Instruções
A argumentação, onde está? A que se prestam os dados? À razão, sim, ao argumento. Mas há algo que se ergue ao redor disso, ao redor da humanidade monádica dos argumentos. Os dados, as evidências, já se prestam diretamente aos movimentos, aos funcionamentos. Está por toda a parte isso. Se prestam ainda também ao jogo científico, a esse jogo social do desapego de si, e da irreverência diante das palavras de ordem, mas o que faz agora o uso humano dos dados é emular, sem saber, o movimento dos sistemas computacionais. Os dados são hoje plugados em máquinas de efetuação direta. O dado, no que aparece, já está no meio de uma logística dos sinais e dos algoritmos. Não se queira saber o que é essa logística. Ela é compreensiva, não compreendida. Ela se apresenta, para o humano, como uma lógica da demanda.
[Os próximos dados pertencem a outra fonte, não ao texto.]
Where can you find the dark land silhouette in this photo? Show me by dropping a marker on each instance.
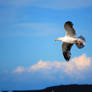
(61, 88)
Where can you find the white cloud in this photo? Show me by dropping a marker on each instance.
(48, 73)
(19, 69)
(75, 66)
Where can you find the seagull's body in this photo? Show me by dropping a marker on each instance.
(70, 39)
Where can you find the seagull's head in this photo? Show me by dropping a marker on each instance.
(68, 25)
(59, 39)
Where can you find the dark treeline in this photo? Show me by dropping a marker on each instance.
(62, 88)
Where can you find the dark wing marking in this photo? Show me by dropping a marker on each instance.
(66, 47)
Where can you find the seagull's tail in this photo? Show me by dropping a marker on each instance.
(80, 43)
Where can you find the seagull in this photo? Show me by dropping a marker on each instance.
(69, 40)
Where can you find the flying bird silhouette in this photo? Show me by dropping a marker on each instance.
(70, 39)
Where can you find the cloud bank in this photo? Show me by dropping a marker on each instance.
(76, 68)
(48, 73)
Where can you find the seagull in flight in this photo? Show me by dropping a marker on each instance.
(70, 39)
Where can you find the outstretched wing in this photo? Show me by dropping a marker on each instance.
(66, 47)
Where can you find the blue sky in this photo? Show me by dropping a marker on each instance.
(29, 57)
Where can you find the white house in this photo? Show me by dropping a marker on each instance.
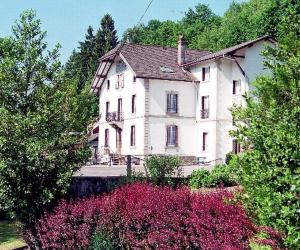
(157, 100)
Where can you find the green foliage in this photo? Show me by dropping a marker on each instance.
(199, 178)
(220, 175)
(162, 168)
(268, 128)
(82, 65)
(100, 241)
(205, 30)
(37, 153)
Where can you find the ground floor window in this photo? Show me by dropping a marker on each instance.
(132, 136)
(172, 136)
(236, 146)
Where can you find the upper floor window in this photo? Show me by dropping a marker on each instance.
(107, 108)
(132, 136)
(120, 81)
(172, 136)
(236, 87)
(120, 66)
(204, 141)
(133, 104)
(172, 103)
(106, 138)
(204, 107)
(205, 73)
(236, 146)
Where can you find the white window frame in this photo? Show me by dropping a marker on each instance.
(234, 87)
(172, 136)
(172, 99)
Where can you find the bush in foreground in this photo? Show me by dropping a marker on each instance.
(142, 216)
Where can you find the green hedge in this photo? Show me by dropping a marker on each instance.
(220, 175)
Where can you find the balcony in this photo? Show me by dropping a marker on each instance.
(204, 113)
(115, 119)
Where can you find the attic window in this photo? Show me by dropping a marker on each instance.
(120, 66)
(167, 70)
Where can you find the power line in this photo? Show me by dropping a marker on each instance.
(151, 1)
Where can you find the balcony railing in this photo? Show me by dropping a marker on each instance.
(204, 113)
(115, 116)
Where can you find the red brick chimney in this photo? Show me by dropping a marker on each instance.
(181, 50)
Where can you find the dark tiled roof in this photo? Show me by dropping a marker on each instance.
(227, 51)
(146, 60)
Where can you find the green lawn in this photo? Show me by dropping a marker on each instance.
(9, 238)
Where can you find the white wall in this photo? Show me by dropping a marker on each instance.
(154, 119)
(208, 125)
(159, 119)
(137, 119)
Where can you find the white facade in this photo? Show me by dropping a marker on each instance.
(151, 119)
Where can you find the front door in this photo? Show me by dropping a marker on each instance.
(119, 140)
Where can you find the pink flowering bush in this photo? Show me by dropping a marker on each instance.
(142, 216)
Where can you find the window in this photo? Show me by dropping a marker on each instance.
(107, 108)
(205, 73)
(204, 107)
(120, 109)
(120, 66)
(236, 87)
(132, 136)
(236, 146)
(172, 103)
(106, 139)
(172, 136)
(120, 81)
(133, 104)
(204, 141)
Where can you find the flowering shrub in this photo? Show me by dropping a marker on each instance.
(70, 226)
(142, 216)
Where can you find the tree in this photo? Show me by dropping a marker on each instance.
(38, 153)
(269, 130)
(82, 65)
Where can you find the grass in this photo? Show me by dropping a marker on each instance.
(9, 237)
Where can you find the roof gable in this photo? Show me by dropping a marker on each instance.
(228, 51)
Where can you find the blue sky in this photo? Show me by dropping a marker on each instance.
(66, 21)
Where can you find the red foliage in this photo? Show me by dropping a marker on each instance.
(70, 225)
(142, 216)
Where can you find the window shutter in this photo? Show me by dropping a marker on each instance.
(167, 135)
(176, 135)
(233, 88)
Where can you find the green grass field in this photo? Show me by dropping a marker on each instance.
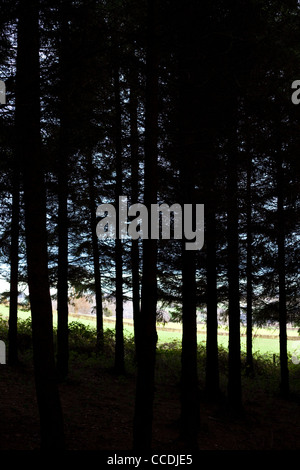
(261, 345)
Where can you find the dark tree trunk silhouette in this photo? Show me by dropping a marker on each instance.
(189, 153)
(134, 148)
(96, 255)
(14, 263)
(284, 371)
(143, 414)
(234, 365)
(249, 269)
(62, 268)
(119, 352)
(212, 362)
(29, 143)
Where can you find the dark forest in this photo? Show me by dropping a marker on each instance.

Já era assim (sempre a mesma pergunta)? Não havia dados, antes, havia experiências, imagens, memórias, registros esparsos. Também se prestavam aos funcionamentos essas coisas, não éramos “humanidade”, a Razão não estava entre nós. Não havia esse delírio de mundo inteiro, e muito mais não se pode dizer. É o caso de fazer questão de não dizer o que havia, de não considerar dizível isso, assim como não é dizível o que há agora. Que relação se tem com a crença em que às coisas é possível tomar na sua universalidade? Sempre foi falsa? Foi verdadeira durante um tempo? Verdadeira, mas só em certos lugares, para certos ambientes? Também logicamente impossível dizer isso. E no entanto… a dúvida, a indecisão, permanece.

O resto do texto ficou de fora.